タックスニュース
200819


現金勘定は管理が大変



■現金残がマイナス
 小規模同族会社で、社長の財布と会社の財布が曖昧な企業は、帳簿の作成も遅れがちです。

年度末が終わってから帳簿を整理したら結果として現金がマイナスだったり、ありもしない何百万という現金残があったりすることがあります。

慌てて社長からの借入や社長への貸付にしてその場を繕ってはいませんか?

■青色申告取り消しも
 青色申告の条件に仕訳帳・総勘定元帳等の帳簿を備え付け、取引を記録すること、そして、現金の出納に関しては、取引の年月日、事由、出納先及び金額並びに日々の残高を正しく記載すること、と言う一項目がありますので、現金勘定を使う以上は、マイナス残があったり、異常な過剰残があったりすることは、避けるべきです。

■考え方としては間違っていませんが・・・
 現金出納帳の残高がマイナスということは社長の財布から経費が払われているのですから、その部分は社長からの資金の仮受けをしていると解釈することは間違っていません。

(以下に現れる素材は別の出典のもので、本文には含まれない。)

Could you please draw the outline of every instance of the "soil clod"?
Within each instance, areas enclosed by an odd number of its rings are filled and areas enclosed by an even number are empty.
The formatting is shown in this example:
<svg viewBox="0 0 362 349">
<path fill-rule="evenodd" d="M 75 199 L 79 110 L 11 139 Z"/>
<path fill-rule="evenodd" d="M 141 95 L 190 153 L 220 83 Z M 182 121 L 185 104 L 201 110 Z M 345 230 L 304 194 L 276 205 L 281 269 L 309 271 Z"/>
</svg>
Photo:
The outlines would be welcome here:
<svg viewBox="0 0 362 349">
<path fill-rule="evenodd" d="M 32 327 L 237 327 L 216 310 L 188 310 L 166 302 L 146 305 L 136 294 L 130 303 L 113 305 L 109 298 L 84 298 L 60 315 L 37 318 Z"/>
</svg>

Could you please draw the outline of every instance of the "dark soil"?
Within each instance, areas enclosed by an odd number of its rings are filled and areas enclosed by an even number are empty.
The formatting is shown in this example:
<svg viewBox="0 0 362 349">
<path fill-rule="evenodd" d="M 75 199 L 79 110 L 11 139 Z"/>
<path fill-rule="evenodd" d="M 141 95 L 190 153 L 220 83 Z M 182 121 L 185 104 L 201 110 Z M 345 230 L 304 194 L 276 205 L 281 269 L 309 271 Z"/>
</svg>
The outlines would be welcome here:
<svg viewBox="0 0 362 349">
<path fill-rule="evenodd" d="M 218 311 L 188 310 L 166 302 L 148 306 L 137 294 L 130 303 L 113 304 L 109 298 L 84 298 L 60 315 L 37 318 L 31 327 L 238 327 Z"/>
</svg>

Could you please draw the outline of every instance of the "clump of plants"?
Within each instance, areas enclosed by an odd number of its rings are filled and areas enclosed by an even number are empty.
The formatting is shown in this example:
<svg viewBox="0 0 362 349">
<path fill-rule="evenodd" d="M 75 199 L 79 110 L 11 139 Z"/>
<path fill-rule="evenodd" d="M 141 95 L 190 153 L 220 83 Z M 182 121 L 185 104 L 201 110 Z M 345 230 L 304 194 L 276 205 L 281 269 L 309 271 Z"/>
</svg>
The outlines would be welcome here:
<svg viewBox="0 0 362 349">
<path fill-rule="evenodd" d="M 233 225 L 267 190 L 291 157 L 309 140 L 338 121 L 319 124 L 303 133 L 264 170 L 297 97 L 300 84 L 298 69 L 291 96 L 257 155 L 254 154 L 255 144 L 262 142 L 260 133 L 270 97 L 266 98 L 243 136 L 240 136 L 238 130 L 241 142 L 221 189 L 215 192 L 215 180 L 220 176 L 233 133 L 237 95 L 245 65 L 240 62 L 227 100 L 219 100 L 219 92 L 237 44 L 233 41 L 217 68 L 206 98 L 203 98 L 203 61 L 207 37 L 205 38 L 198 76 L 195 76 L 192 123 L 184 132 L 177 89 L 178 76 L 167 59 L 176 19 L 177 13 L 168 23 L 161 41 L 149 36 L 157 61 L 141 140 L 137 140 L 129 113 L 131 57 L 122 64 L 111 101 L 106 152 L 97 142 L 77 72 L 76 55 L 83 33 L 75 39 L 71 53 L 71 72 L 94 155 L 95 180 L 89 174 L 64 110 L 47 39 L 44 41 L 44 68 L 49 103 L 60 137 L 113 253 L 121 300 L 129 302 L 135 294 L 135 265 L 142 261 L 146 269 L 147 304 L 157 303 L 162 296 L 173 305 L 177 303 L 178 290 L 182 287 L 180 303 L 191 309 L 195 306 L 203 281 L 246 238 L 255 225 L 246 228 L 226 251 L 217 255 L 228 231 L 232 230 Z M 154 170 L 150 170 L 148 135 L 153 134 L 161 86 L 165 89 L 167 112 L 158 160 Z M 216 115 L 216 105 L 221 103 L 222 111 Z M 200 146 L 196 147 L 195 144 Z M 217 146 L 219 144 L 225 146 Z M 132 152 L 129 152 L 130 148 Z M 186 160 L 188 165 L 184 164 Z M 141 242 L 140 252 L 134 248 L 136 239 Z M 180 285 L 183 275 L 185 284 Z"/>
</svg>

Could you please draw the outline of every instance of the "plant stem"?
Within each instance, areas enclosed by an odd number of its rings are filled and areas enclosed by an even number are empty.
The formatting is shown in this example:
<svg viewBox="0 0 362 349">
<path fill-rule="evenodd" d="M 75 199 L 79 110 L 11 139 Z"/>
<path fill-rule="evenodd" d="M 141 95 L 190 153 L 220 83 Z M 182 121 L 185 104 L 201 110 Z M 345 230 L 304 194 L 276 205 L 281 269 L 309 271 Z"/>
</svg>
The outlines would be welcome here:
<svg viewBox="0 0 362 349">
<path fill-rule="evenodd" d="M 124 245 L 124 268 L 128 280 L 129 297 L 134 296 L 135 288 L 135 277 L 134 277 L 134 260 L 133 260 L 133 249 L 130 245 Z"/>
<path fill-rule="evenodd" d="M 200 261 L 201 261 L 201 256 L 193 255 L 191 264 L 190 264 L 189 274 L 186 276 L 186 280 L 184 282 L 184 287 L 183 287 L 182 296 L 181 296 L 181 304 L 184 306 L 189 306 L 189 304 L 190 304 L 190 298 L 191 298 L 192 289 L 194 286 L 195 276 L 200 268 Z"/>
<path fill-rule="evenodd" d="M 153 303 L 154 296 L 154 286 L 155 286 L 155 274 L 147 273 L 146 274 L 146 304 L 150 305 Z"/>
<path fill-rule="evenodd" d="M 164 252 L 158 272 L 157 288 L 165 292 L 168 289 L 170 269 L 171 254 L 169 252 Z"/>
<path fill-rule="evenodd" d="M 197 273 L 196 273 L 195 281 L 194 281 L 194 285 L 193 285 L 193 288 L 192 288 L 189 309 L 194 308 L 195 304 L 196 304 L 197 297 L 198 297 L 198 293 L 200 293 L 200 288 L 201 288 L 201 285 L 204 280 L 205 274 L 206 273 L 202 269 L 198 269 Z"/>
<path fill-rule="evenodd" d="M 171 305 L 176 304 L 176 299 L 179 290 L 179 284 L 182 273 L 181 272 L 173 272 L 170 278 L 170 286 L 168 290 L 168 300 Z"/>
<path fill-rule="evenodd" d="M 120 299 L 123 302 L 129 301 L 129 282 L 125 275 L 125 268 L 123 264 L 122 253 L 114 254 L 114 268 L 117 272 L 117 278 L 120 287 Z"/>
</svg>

会社の金庫には金がないにもかかわらず、現金勘定残高が異常に多い場合は、会社の財布から社長への資金の流出があったと考えて社長への仮払いをしていると解釈することは間違っていません。

しかし、現金勘定の残高にこだわって、借入れや貸付けの架空の仕訳をいれることはしてはいけません。

それではどうすればよいのでしょうか。

そこで決算前の大事な対策の一つに現金勘定の整理があります。

そうならない為には、毎日現金出納帳を付ければよいのですが、既に決算を前に、現金出納帳をつけていなかった企業は、1ヶ月前に決算のつもりで帳簿を整理してみてください、期中に現金の異常に気がつけば、まだ手があります。

現金がマイナスのときは預金から現金を引き出しプラスにしておくとか、過剰な時は社長が会社の預金に現金を預けるとかすることで社長との貸し借りを帳簿に残さずに済みます。

会社と社長との根拠のない金銭の貸し借りは、取引の裏付けを求められたとき窮します。
現金残のマイナスは帳簿管理の杜撰さを自白するようなものです。


追記
上記のゆりかご倶楽部提供の記事内容は相対的にはまちがってはいませんが、枝葉末節的な考え方です。

やはり現金出納帳は、業種や量にもよりますが、社員の方が現金引出しや管理している場合には、できるだけ毎日つけるのが本来です。

社長一人の場合にも、本来は毎日ですが最低でも月に1回はつけるのがのぞましいでしょう。

企業と個人との財布がごちゃまぜをどんぶり勘定といいますが、どんぶりにしていることを反省して、会社と個人の財布を別にするは、ごく当然なことです。

社長が立て替えた分などは、1月ごとに精算をするとか、会社に資金がない場合などは、未払金または借入金にて処理するのがよいと思います。

いはんや、会社の資金を個人資金に流用して、帳簿上の現金残高が異常に有り、現金の実際残高がないというのは、会社の体をなしていません。

自分の会社だからかまわないというのは、理由にはなりませんので、反省して、きちんとした理由なく個人流用はしてはならないのです。

どんな小さな会社でも、自分の会社でも、社会の中で貢献している公器の存在です。
会社が大きくなればなるほど、その社会貢献度は高くなってきます。

そのことが、社会に生かされ、社会の一員としての存在価値であり、そこで働く人間として生かされている価値があり、感謝があるのだと思います。

会社はつぶれやすいものですが、つぶれる因果関係は複雑ですが、些細なことでも大事なこととそうでないことがありますので社長自らが会社をつぶす原因にならないよう心して運営をしていく責任があります。

こういう内容を記載することも、本来は枝葉末節と考えるこのごろです。